SEDDIG war nicht fromm im konventionell konfessionellem Sinne,
aber wieviele religiös gegründete Gespräche haben wir in mancher Bombennacht und
bei manchem Tagesangriff im improvisierten Luftschutzraum geführt. Die Themen
ergaben sich von selbst, wenn Sinn und Unsinn menschlichen Tuns in solchen
Stunden bedacht wurden. Tief lagen bei allem Schmerz die Wurzeln für SEDDIGS Mut
und Tapferkeit, wenn nach dem Ende eines Bombenhagels die Blicke auf die
umfangreichen Brandherde und Trümmer ringsum, auf die Trümmer des eigenen Hauses
des Physikalischen Vereins und auf den leuchtend roten Himmel über der Stadt
fielen, wenn unverzüglich immer unter Lebensgefahr Rettungs- und
Bergungsmaßnahmen getroffen werden mußten.
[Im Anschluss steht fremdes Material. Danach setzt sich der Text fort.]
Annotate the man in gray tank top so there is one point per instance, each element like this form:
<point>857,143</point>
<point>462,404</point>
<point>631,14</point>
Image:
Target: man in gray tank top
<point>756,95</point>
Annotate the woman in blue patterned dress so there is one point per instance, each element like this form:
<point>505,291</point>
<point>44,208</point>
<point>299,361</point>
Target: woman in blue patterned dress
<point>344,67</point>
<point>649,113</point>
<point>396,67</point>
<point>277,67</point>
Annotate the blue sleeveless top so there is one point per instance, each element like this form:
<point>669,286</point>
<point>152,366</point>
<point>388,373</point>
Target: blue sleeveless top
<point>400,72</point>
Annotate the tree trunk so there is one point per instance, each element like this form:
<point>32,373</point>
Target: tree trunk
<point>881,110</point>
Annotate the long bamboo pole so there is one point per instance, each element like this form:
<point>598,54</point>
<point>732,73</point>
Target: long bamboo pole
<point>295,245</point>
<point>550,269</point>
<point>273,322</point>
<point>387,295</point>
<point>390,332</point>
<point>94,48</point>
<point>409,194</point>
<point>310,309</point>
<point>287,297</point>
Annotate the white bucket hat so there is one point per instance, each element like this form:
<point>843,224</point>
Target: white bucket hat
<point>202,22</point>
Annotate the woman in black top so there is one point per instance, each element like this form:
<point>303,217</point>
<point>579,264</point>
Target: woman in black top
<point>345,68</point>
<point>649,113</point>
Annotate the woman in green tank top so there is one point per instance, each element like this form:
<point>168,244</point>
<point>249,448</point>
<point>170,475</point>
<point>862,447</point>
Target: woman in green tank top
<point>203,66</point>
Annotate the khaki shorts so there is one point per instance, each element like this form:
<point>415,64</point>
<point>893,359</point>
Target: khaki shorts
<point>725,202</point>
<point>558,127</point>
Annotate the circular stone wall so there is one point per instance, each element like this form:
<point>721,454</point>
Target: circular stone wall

Die gleichen Tugenden waren
erforderlich, als der kämpfenden Truppe angehörende amerikanische Soldaten das
Gebäude des Physikalischen Vereins besetzten und SEDDIG, der allein im Hause
war, sie - mit der Maschinenpistole im Rücken - durch das Gebäude führen mußte.
Vor wieviel Schaden hat SEDDIG durch seinen Einsatz die Universität bewahren
können! Welches wertvolle Instrumentarium konnte er retten, das die frühe
Wiederaufnahme des Unterrichts erst ermöglichte! Der Physikalische Verein
ernannte SEDDIG zum Ehrenmitglied. Gleich nach der Besetzung gelang es SEDDIG,
das Vertrauen der amerikanischen Universitätsoffiziere zu gewinnen, das für den
Wiederaufbau, an dem SEDDIG als Prorektor der Universität und als Hausdekan
maßgeblichen Anteil hatte, von größter Bedeutung war. Ein solches Vertrauen war
auch nötig für den Anteil, der SEDDIG bei den angeordneten
Entnazifizierungsmaßnahmen übertragen wurde. Hier erlebte man wieder den
Humanisten im weiten Sinne des Wortes, der wieder in dem ihm vertrauten
Spannungsfeld zwischen Gerechtigkeit und Barmherzigkeit entscheiden mußte und so
das ihm geschenkte Vertrauen zum Wohle der Universität fortpflanzen konnte. Der
damalige Rektor, der Orthopäde G. HOHMANN, schrieb bei SEDDIGS Tode: "Ich habe
ihn sehr geliebt, und er hat mir und der Universität große Dienste getan in der
schlimmen Zeit... Ich werde ihn nicht vergessen. "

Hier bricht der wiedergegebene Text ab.